For Sanders, the orange line, the initial gap formed on Super Tuesday, does not start out very large, but his gap steadily increases until the end of the primary season, ending with a gap of over 120 committed delegates.
So, that is the new model. But, it is a bogus model.
I’m trying to stick with empirical data that do not rely on polling. Why? Because everybody else is relying on polling, and this is an election season where the polling is not doing a good job of predicting outcomes. Also, my modeling gives credit to each campaign’s claims, which is at least interesting, if not valid, as a way of approaching this problem. If Clinton is right, she wins this way. If Sanders is right, he wins that way.
However, the data are insufficient to have much faith in this model. Super Tuesday will provide a lot more information, and with that information I can rework the model and have some confidence in it.
Who will win the South Carolina Primary, Clinton or Sanders?
While working this out, I naturally came up with predictions for what will happen in all of the future primaries. So let’s look at some of that.
In South Carolina, according to my model, if Clinton’s strategy holds, she will win 29 delegates, and Sanders will win 24 delegates. If the Sanders strategy pertains, they will tie, or possibly, Clinton will win one more delegate than Sanders.
Who will win the Super Tuesday primaries?
The following table shows the results predicted by this model, for both the Clinton-favored and Sanders-favored versions, for all the Super Tuesday state primaries or caucuses.
The Clinton-favored model suggests that Clinton will win six out of 11 primaries, and take the majority of uncommitted delegates. The Sanders-favored model suggests that Sanders will take 9 out of 11 primaries, and win the majority of uncommitted delegates.
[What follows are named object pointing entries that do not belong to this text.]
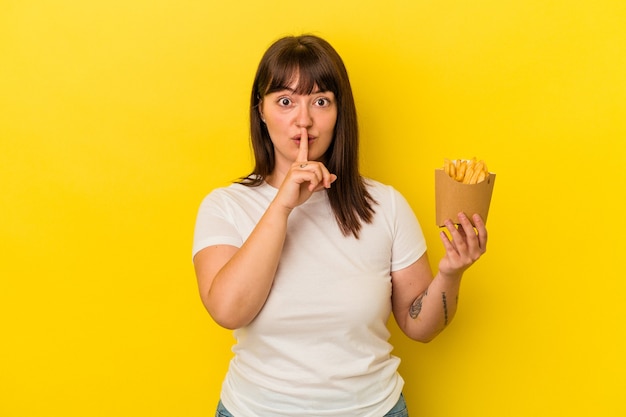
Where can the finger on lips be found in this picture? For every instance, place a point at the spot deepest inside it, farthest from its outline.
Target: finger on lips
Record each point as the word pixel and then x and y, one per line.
pixel 303 150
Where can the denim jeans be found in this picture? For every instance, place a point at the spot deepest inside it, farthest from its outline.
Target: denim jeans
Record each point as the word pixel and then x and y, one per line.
pixel 398 410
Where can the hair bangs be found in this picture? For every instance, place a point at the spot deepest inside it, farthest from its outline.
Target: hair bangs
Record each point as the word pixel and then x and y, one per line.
pixel 304 68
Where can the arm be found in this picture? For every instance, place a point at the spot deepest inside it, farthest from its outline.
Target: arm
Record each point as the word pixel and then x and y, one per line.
pixel 422 305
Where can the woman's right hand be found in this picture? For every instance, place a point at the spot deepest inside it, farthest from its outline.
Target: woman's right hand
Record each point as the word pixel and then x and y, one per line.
pixel 303 178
Notice that I put Vermont in Italics, because Sanders is likely to win big in Vermont no matter what happens. This underscores the nature of this model in an important way. I’m not using any data from the actual states, other than the ethnic mix from census data, with an adjustment applied to produce an estimate of Democratic Party membership across ethnic groups. That estimate is based on national data as well as data specifically form Virginia, to provide some empirical basis.
I suspect most people will have two responses to this table. First, they will say that a model that incorporates Clinton’s strategic expectations should have her winning more. Second, they will say that all the numbers, for all states and all models, are too close.
These are both legitimate complaints about my model, and will explain why it will turn out to be totally wrong. Or, they are suppositions people are making that are totally wrong, and when my model turns out to be uncannily accurate, those suppositions will have to be put aside for the rest of the primary season. (Or, some other outcome happens.)
I will restate this: I’m looking for Super Tuesday to provide the best empirical data to make this model work for the rest of the primary season. But, in the meantime, this seemed like an interesting result to let you know about.